Acaba de ser publicado por las Editoriales Universitarias Públicas Costarricenses (EDUPUC) el libro Costa Rica (1821-2021) de la independencia a su bicentenario, editado por el suscrito y compuesto por diez capítulos escritos por especialistas en diversos campos del conocimiento histórico.

Capitalismo

Ronny J. Viales Hurtado y Jorge León Sáenz, en el capítulo primero, analizan el crecimiento económico y demográfico del siglo XVIII y los cambios ocurridos a partir de 1821, en particular el desarrollo de la actividad minera, de la agricultura cafetalera y la intensificación de los procesos de colonización agrícola.
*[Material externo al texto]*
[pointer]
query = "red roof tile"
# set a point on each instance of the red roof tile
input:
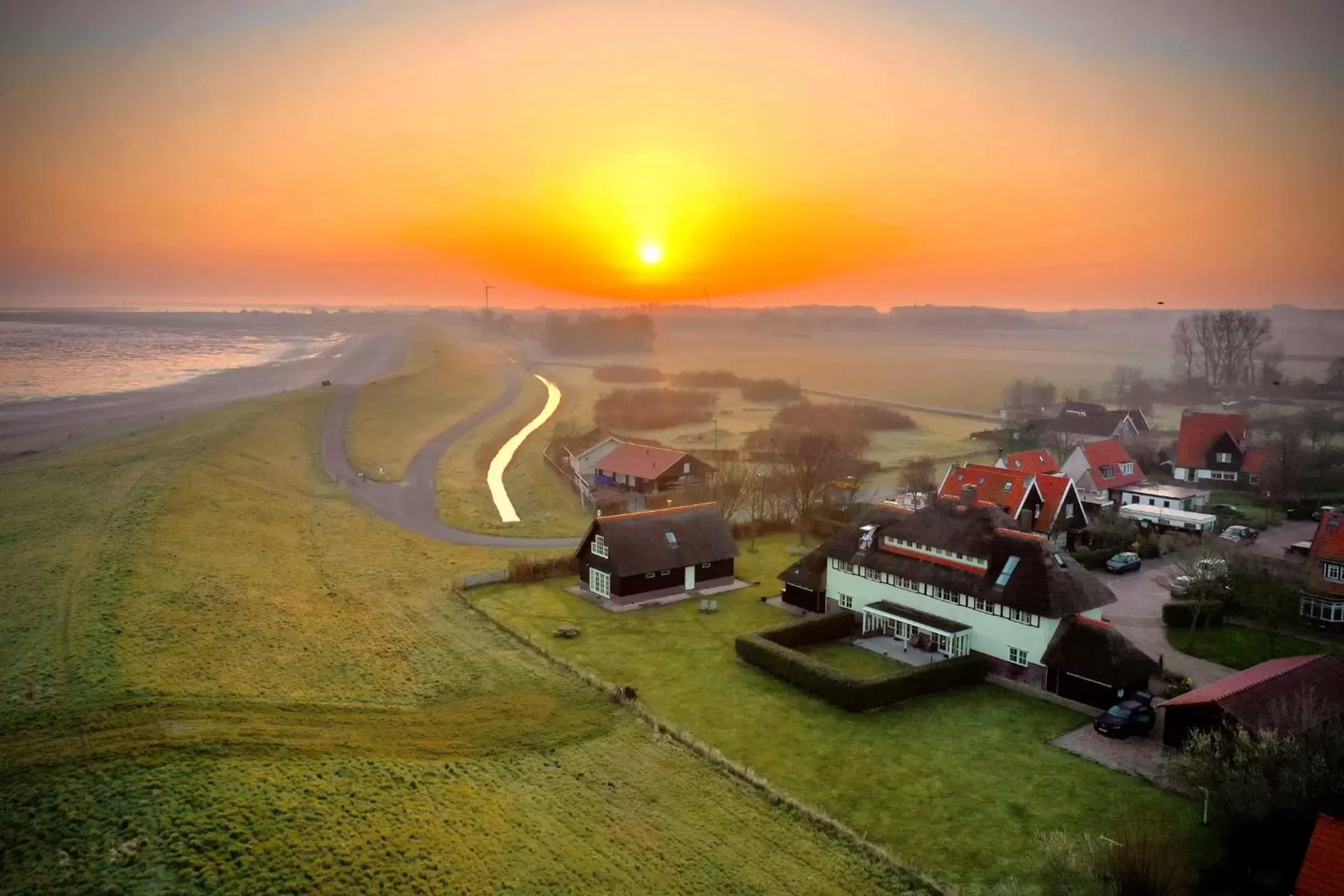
(1034, 461)
(1323, 869)
(1199, 432)
(1054, 489)
(1256, 696)
(999, 487)
(1111, 453)
(1328, 543)
(643, 461)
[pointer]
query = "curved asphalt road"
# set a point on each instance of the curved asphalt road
(412, 503)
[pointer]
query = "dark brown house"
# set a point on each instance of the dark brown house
(629, 558)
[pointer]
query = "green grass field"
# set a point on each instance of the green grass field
(959, 783)
(440, 383)
(546, 504)
(1241, 648)
(218, 674)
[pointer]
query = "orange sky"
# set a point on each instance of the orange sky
(1025, 154)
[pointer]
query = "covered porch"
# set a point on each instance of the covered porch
(912, 636)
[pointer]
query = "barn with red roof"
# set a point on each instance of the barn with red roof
(1213, 448)
(1287, 695)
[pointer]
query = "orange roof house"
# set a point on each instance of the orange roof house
(1213, 448)
(1323, 869)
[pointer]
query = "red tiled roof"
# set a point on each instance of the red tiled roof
(991, 481)
(1328, 543)
(1054, 489)
(640, 460)
(1034, 461)
(1256, 698)
(1111, 453)
(1199, 432)
(1323, 869)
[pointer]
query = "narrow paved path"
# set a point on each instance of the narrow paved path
(413, 503)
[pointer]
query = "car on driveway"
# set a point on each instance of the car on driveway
(1135, 716)
(1239, 534)
(1206, 570)
(1127, 562)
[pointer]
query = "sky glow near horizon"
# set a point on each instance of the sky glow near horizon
(1037, 154)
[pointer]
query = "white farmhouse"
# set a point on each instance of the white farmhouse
(963, 577)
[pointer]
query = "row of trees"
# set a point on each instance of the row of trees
(1226, 350)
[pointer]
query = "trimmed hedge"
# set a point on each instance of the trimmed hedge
(772, 650)
(1179, 614)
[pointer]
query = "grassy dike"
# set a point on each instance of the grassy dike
(546, 504)
(441, 382)
(217, 674)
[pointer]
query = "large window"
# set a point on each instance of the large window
(1323, 610)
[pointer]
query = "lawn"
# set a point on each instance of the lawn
(958, 783)
(218, 674)
(441, 383)
(1241, 648)
(546, 504)
(857, 661)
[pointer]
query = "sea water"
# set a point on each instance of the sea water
(50, 360)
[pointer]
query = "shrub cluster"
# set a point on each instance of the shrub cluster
(1179, 614)
(525, 567)
(770, 390)
(863, 418)
(707, 379)
(652, 409)
(773, 650)
(627, 374)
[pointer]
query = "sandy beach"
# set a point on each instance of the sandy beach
(50, 425)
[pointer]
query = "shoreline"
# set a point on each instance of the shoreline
(40, 426)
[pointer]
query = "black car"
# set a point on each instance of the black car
(1135, 716)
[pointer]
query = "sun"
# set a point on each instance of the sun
(651, 253)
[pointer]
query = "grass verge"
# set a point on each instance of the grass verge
(958, 783)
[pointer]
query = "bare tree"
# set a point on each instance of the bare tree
(804, 467)
(727, 485)
(1185, 348)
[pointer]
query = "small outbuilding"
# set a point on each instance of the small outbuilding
(629, 558)
(1287, 695)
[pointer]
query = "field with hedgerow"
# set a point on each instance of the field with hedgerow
(220, 676)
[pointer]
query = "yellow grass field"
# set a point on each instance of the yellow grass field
(441, 382)
(218, 674)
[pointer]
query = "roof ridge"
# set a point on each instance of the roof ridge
(655, 511)
(1305, 661)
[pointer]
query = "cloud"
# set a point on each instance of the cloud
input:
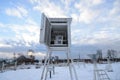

A propósito del cultivo de café, identifican las principales interpretaciones acerca de su trasfondo social y explican por qué ese producto se convirtió en la base de una temprana transición al capitalismo agrario.

En el capítulo segundo, Andrea Montero Mora detalla las características étnicas y residenciales de la sociedad costarricense antes de la expansión del café y cómo el auge de este cultivo modificó el paisaje y el poblamiento. De seguido, examina la diferenciación social y su conexión con la pobreza y la desigualdad, y aborda cómo varió la estructura ocupacional. También explica por qué la actividad cafetalera propició, en un contexto de incremento de los salarios, una proletarización lenta e incompleta de la fuerza de trabajo.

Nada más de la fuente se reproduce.